Authorities seized three vehicles with more than 2,200 pounds of explosives, Iqbal said, but provided no details on what the bombers allegedly wanted to target and whether the vehicles had been rigged to detonate.

Iqbal, the deputy inspector-general of Rawalpindi police, said an official statement on the arrests would be issued later Friday.

Pakistan's Geo TV news network quoted Interior Ministry chief Rehman Malik as saying that a total of six people, including the three bombers, were captured.

‘Sensitive installations’
Two security officials, who spoke to The Associated Press on condition of anonymity because they were not authorized to speak to media, said the arrested men were suspected of wanting to target "sensitive installations" and are being questioned by civil and military authorities in Rawalpindi.
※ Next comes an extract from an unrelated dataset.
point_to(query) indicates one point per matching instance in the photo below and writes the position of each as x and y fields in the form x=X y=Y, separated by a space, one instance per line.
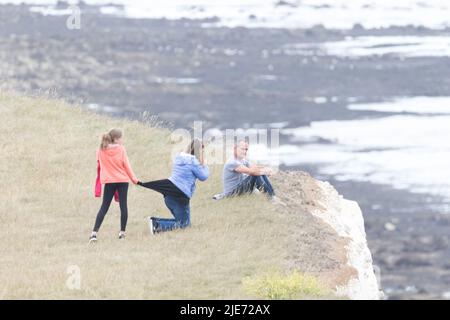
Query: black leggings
x=110 y=189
None of the officials had information on the suspects' identities.

Rawalpindi houses the headquarters of Pakistan's army and the residence of President Pervez Musharraf, a longtime U.S. ally in its war against terrorism.

An Internet posting Thursday, purportedly from al-Qaida in Afghanistan, claimed responsibility for the bombing outside the Danish Embassy and threatened to "rain" more attacks on countries where cartoons of the Prophet Muhammad are published.

Monday's embassy attack was the deadliest strike against Denmark since the publication of cartoons' in newspapers there and in other Western countries sparked violent unrest across the Muslim world in early 2006. In February this year, Danish papers reprinted one drawing of Muhammad in a bomb-shaped turban.

Rawalpindi lies about seven miles from Islamabad.